Watching “FIX: The Story of an Addicted City”

I recently watched Fix: The Story of an Addicted City, a documentary about Vancouver’s Downtown Eastside during the late 1990s and early 2000s. It follows the fight for safe injection sites and the people who pushed for them, especially Ann Livingston and the Vancouver Area Network of Drug Users (VANDU).

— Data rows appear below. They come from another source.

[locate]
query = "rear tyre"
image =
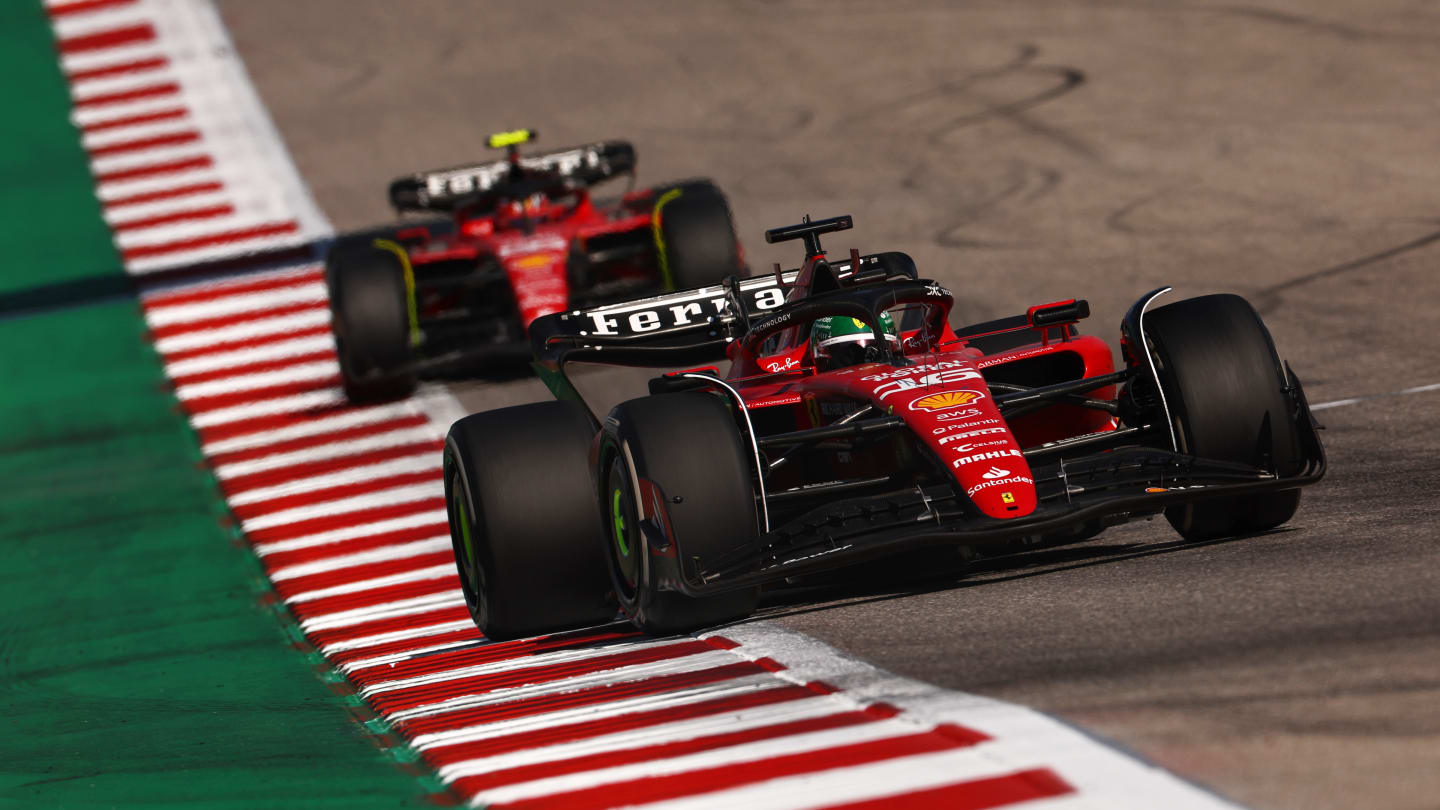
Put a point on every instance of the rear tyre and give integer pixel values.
(694, 237)
(1226, 389)
(523, 519)
(370, 313)
(687, 447)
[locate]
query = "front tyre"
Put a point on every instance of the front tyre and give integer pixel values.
(523, 519)
(1226, 391)
(676, 460)
(694, 237)
(370, 316)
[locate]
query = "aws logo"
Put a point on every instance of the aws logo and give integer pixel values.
(946, 399)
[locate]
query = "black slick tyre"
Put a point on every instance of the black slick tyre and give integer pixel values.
(1224, 385)
(694, 237)
(524, 522)
(674, 460)
(370, 316)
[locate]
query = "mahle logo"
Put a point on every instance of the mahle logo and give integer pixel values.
(946, 399)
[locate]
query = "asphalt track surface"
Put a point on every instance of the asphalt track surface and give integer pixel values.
(1024, 153)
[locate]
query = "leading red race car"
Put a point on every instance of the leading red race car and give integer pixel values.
(854, 423)
(523, 238)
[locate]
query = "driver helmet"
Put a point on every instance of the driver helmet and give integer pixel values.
(841, 340)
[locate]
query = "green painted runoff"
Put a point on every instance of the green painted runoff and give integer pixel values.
(138, 662)
(138, 666)
(51, 228)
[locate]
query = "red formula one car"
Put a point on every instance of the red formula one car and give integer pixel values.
(523, 238)
(856, 421)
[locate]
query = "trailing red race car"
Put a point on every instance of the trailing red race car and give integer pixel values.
(523, 238)
(854, 423)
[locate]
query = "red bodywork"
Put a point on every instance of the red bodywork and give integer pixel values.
(942, 397)
(533, 241)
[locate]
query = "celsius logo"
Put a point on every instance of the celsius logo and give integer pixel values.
(984, 457)
(966, 434)
(946, 401)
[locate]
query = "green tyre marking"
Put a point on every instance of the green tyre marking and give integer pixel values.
(667, 277)
(464, 526)
(619, 523)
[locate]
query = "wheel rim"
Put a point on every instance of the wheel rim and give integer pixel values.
(622, 529)
(462, 538)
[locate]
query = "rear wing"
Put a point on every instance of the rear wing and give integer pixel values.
(444, 188)
(676, 329)
(689, 326)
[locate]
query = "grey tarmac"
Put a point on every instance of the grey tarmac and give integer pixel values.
(1026, 152)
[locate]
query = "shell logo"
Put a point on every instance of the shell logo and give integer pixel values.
(946, 399)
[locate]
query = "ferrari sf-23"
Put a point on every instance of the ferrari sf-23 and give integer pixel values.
(519, 238)
(854, 423)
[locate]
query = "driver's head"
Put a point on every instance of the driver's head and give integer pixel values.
(841, 340)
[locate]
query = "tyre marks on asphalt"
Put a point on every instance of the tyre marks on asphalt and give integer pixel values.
(186, 163)
(344, 508)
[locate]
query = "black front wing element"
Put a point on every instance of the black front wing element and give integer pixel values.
(1103, 487)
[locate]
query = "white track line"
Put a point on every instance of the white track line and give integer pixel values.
(303, 291)
(529, 663)
(857, 783)
(477, 732)
(619, 675)
(270, 352)
(359, 585)
(726, 722)
(337, 536)
(298, 372)
(385, 554)
(342, 506)
(1367, 398)
(415, 463)
(419, 632)
(388, 610)
(258, 327)
(203, 78)
(327, 451)
(344, 420)
(733, 757)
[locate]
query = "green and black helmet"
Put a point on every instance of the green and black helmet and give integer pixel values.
(841, 340)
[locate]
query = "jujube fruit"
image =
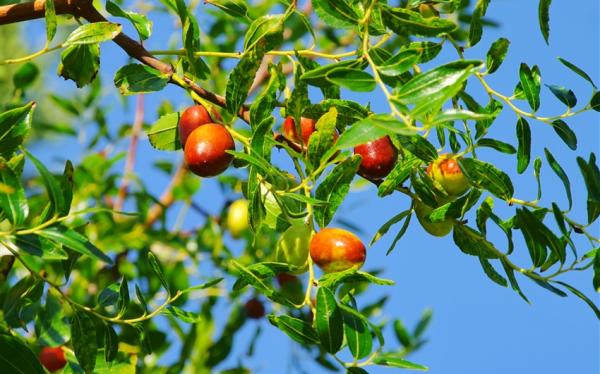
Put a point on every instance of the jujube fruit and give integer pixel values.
(254, 308)
(378, 158)
(334, 249)
(53, 358)
(205, 150)
(192, 118)
(434, 228)
(293, 247)
(237, 217)
(446, 171)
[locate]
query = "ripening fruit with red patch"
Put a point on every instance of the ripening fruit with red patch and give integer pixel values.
(206, 150)
(440, 229)
(378, 158)
(192, 118)
(254, 308)
(446, 171)
(335, 250)
(53, 358)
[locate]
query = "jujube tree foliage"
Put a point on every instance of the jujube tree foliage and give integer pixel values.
(93, 276)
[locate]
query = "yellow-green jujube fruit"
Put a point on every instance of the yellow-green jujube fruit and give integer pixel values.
(237, 217)
(446, 171)
(434, 228)
(293, 247)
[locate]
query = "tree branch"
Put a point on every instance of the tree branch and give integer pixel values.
(85, 9)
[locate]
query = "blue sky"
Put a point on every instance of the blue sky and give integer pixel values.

What struck me most is how much of the debate back then feels familiar today. The question of “why not just put people in treatment?” comes up in the film, and Livingston explains why it’s not that simple. For many heroin users, traditional treatment just didn’t work — the relapse rates were incredibly high. Harm reduction wasn’t about giving up on recovery. It was about keeping people alive long enough for recovery to even be possible.

The film also shows how bad things had gotten in the Downtown Eastside. At one point, it had the highest HIV infection rate in the developed world, driven by shared needles and unsafe injecting. Ambulance calls and overdose deaths were constant. Harm reduction — clean supplies, supervised spaces, and user-led organizing — was a direct response to that reality.

Another thing I took away was how surprising VANDU’s role was. The idea of drug users organizing for their own rights challenged every stereotype, but it worked. The meetings shown in the film are raw and chaotic, but they’re also proof that people most affected by the crisis could come together and push for change.

More than 20 years later, Fix doesn’t feel outdated. If anything, it shows how long these conversations have been going on and how slowly progress moves. Supervised consumption sites exist now, but the same arguments against them are still around.

The film doesn’t offer easy answers, but maybe that’s the point. Addiction, harm reduction, and recovery are complicated. What Fix does well is remind us that the first priority has to be keeping people alive.